The financial statements are prepared in sterling, which is the functional currency of the company. Monetary amounts in these financial statements are rounded to the nearest £.
The director has a reasonable expectation that the Company has adequate resources to continue in operational existence for the foreseeable future. The director has undertaken a number of scenario projections to understand the potential impact on the business and remains satisfied that due to the continued support of the shareholder, the Company is able to meet its liabilities as they fall due over the next 12 months. Thus it has adopted the going concern basis in preparing the annual financial statements.
Intangible assets acquired separately from a business are recognised at cost and are subsequently measured at cost less accumulated amortisation and accumulated impairment losses.
Intangible assets acquired on business combinations are recognised separately from goodwill at the acquisition date where it is probable that the expected future economic benefits that are attributable to the asset will flow to the entity and the fair value of the asset can be measured reliably; the intangible asset arises from contractual or other legal rights; and the intangible asset is separable from the entity.
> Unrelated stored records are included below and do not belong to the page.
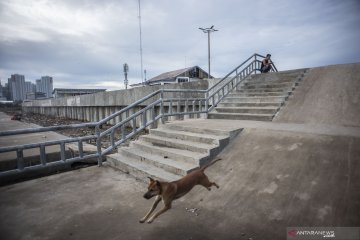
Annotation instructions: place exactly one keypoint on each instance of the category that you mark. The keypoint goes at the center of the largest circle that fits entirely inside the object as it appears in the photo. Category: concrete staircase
(259, 98)
(170, 151)
(175, 149)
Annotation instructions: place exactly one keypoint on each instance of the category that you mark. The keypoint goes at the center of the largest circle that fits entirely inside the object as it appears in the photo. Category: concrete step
(268, 85)
(249, 104)
(256, 93)
(273, 80)
(170, 165)
(264, 90)
(273, 99)
(177, 143)
(253, 110)
(173, 153)
(187, 136)
(181, 128)
(241, 116)
(140, 170)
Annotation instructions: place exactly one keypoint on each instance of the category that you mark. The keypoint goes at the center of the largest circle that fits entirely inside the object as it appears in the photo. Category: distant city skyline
(18, 89)
(85, 43)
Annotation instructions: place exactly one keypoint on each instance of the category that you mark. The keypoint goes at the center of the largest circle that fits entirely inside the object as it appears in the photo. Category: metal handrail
(199, 105)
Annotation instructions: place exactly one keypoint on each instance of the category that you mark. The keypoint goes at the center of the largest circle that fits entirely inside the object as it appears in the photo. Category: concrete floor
(269, 180)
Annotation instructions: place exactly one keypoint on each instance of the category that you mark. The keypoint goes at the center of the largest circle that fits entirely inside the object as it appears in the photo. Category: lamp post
(208, 31)
(126, 70)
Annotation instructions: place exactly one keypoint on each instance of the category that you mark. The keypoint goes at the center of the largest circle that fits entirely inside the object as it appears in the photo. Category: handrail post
(206, 105)
(162, 106)
(98, 145)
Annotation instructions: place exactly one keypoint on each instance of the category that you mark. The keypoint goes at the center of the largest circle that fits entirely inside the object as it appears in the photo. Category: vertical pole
(142, 77)
(98, 145)
(209, 53)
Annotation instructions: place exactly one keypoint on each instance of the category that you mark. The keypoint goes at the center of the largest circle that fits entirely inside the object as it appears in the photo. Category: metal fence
(169, 102)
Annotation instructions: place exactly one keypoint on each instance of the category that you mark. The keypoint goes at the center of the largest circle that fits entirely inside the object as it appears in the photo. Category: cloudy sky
(84, 43)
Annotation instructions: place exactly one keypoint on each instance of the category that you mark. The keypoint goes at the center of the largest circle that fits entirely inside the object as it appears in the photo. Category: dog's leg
(166, 207)
(207, 184)
(157, 200)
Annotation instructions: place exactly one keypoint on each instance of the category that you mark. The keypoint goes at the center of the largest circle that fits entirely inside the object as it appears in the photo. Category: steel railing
(158, 107)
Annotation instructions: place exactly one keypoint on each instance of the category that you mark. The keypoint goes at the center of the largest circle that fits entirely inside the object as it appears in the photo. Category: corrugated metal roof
(171, 74)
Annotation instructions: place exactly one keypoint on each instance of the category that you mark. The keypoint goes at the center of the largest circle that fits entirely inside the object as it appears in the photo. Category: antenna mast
(142, 77)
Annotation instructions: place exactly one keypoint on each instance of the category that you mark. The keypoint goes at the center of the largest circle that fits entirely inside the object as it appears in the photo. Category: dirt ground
(47, 121)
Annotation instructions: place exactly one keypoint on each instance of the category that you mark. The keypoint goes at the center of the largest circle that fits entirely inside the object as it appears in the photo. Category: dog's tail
(209, 164)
Basic financial assets, which include debtors and cash and bank balances, are initially measured at transaction price including transaction costs and are subsequently carried at amortised cost using the effective interest method unless the arrangement constitutes a financing transaction, where the transaction is measured at the present value of the future receipts discounted at a market rate of interest. Financial assets classified as receivable within one year are not amortised.
Financial liabilities and equity instruments are classified according to the substance of the contractual arrangements entered into. An equity instrument is any contract that evidences a residual interest in the assets of the company after deducting all of its liabilities.
Basic financial liabilities, including creditors, bank loans, loans from fellow group companies and preference shares that are classified as debt, are initially recognised at transaction price unless the arrangement constitutes a financing transaction, where the debt instrument is measured at the present value of the future payments discounted at a market rate of interest. Financial liabilities classified as payable within one year are not amortised.
Debt instruments are subsequently carried at amortised cost, using the effective interest rate method.
Trade creditors are obligations to pay for goods or services that have been acquired in the ordinary course of business from suppliers. Amounts payable are classified as current liabilities if payment is due within one year or less. If not, they are presented as non-current liabilities. Trade creditors are recognised initially at transaction price and subsequently measured at amortised cost using the effective interest method.
Equity instruments issued by the company are recorded at the proceeds received, net of transaction costs. Dividends payable on equity instruments are recognised as liabilities once they are no longer at the discretion of the company.
In the application of the company’s accounting policies, the director is required to make judgements, estimates and assumptions about the carrying amount of assets and liabilities that are not readily apparent from other sources. The estimates and associated assumptions are based on historical experience and other factors that are considered to be relevant. Actual results may differ from these estimates.
The estimates and underlying assumptions are reviewed on an ongoing basis. Revisions to accounting estimates are recognised in the period in which the estimate is revised where the revision affects only that period, or in the period of the revision and future periods where the revision affects both current and future periods.
The average monthly number of persons (including directors) employed by the company during the year was 0 (2024: - 0).
As the income statement has been omitted from the filing copy of the financial statements, the following information in relation to the audit report on the statutory financial statements is provided in accordance with s444(5B) of the Companies Act 2006.
The auditor's report is unqualified and includes the following:
Transactions and balances with members of the Locomotive Services Limited group are exempt from disclosure as all entities are wholly owned by Locomotive Services Limited.
During the year to 31 March 2025, the following companies under common control earned gross income totalling £1,629,124 (2024: £1,203,888) from services provided to the Company:
Locomotive Services (TOC) Limited
Locomotive Intercity Limited
Locomotive Diesels Limited
Locomotive 61306 Limited
Locomotive 45231 Limited
Locomotive 34046 Limited
During the year to 31 March 2025, the related undertaking Royal Scot Locomotive General Trust and companies under its control earned gross income totalling £633,500 (2024: £543,000) from services provided to the Company.
The balances remaining at the year end were £37,914 (2024: £3,000) and £nil (2024: £49,200) respectively.
All transactions were conducted on an arms length basis, and all related party companies identified above are incorporated in England and Wales.